Startpagina Actueel

220 KLJ’s vertrekken deze zomer op kamp

Deze zomer gaan er maar liefst 220 KLJ-afdelingen op kamp. Daarmee bezorgen ze duizenden kinderen en jongeren een ontspannende vakantie. Sommige afdelingen overnachten zelfs bij een boer en gaan daarmee terug naar hun landelijke roots.

Leestijd : 2 min

Vanaf 1 juli vertrekken er traditiegetrouw duizenden jongeren op kamp met een jeugdbeweging of jongerenorganisatie. Ook bij de Katholieke Landelijke Jeugd (KLJ) gaan er, verspreid over juli en augustus, maar liefst 220 lokale afdelingen op kamp. “Die kampen heb je in alle soorten en maten”, vertelt Lot De Kimpe, nationaal voorzitter van KLJ. “Zo gaan er 106 afdelingen op kamp in een gebouw, 24 gaan op tentenkamp en 90 afdelingen kiezen voor een combinatie van tenten en gebouwen. Vaak overnachten de oudere leeftijdsgroepen dan in de tenten en de kleintjes in de gebouwen.”

Op kamp bij een boer

Sommige KLJ-afdelingen gaan ook op kamp bij een boer. “Twee jaar geleden moesten jeugdbewegingen last-minute op zoek naar een nieuwe kampplaats. Dat kwam door de varkenspest in sommige delen van Wallonië. Ook vorig jaar was er door de coronacrisis een grotere vraag naar nieuwe kampplaatsen”, vertelt De Kimpe. “Enkele landbouwers sprongen toen op de kar en stelden hun velden ter beschikking van de jeugdbewegingen. We zien nu dat enkele boeren structureel hun weides aanbieden en daar zijn wij enorm dankbaar voor.”

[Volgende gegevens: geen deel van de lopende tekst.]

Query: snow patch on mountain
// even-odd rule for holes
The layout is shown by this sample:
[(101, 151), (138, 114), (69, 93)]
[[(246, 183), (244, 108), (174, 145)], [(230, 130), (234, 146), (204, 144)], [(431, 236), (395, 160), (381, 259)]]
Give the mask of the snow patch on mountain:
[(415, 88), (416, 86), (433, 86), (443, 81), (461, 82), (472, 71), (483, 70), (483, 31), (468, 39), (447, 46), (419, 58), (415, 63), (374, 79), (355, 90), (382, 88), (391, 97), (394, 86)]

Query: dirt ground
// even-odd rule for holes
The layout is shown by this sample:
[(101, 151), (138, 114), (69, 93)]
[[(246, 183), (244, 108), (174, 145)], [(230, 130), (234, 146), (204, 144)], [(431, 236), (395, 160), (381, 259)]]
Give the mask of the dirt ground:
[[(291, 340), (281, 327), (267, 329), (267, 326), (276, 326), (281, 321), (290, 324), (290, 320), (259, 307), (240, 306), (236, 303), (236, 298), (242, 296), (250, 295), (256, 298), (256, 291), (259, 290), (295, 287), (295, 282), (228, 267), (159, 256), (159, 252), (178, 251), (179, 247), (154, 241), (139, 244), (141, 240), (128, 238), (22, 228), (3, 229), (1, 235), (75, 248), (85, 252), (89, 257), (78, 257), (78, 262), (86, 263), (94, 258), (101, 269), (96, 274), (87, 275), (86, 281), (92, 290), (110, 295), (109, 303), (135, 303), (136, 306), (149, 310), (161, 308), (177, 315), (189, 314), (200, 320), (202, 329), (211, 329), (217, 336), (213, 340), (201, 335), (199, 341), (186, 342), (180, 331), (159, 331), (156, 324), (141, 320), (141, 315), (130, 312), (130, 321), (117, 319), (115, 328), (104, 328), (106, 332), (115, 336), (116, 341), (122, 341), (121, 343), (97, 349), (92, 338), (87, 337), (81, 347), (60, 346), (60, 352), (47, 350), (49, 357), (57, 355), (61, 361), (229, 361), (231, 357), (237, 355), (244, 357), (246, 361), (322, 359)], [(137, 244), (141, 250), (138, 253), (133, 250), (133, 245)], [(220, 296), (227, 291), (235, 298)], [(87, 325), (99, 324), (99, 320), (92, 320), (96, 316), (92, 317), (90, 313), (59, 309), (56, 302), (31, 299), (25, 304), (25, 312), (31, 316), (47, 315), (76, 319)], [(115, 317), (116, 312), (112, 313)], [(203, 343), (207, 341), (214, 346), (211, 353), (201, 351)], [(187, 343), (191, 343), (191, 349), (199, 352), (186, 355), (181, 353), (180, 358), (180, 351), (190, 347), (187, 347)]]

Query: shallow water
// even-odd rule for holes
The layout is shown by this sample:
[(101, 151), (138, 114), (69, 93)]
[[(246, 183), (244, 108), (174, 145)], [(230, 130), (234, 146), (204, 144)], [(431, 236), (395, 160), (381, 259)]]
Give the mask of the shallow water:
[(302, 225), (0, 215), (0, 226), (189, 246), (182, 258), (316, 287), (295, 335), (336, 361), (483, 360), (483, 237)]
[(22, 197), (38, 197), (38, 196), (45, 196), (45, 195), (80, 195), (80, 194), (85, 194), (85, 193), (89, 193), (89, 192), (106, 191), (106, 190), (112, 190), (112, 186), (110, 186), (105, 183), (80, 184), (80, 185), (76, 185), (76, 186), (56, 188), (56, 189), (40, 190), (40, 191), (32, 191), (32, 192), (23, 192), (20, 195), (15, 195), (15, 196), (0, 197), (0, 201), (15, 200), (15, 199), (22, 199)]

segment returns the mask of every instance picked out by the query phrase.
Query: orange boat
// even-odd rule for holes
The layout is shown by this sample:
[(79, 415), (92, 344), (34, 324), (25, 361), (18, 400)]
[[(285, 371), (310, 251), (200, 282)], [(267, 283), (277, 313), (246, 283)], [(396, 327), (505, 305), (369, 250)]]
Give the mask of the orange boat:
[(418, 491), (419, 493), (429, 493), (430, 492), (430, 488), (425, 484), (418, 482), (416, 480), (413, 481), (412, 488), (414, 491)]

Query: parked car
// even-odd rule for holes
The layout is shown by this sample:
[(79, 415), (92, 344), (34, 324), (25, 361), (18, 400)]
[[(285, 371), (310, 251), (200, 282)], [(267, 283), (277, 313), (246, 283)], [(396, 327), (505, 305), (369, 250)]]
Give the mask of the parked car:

Waar het kamp ook plaatsvindt, alle kampen moeten toch nog rekening houden met enkele coronamaatregelen. Zo moeten de groepen bijvoorbeeld opgedeeld worden in bubbels van maximaal 100 personen. “Onze KLJ-afdelingen zijn goed voorbereid en geïnformeerd”, zegt De Kimpe. “We zien dat ze enorm veel zin hebben in de kampen, want het aantal kampen is even hoog als het aantal van voor de coronacrisis.”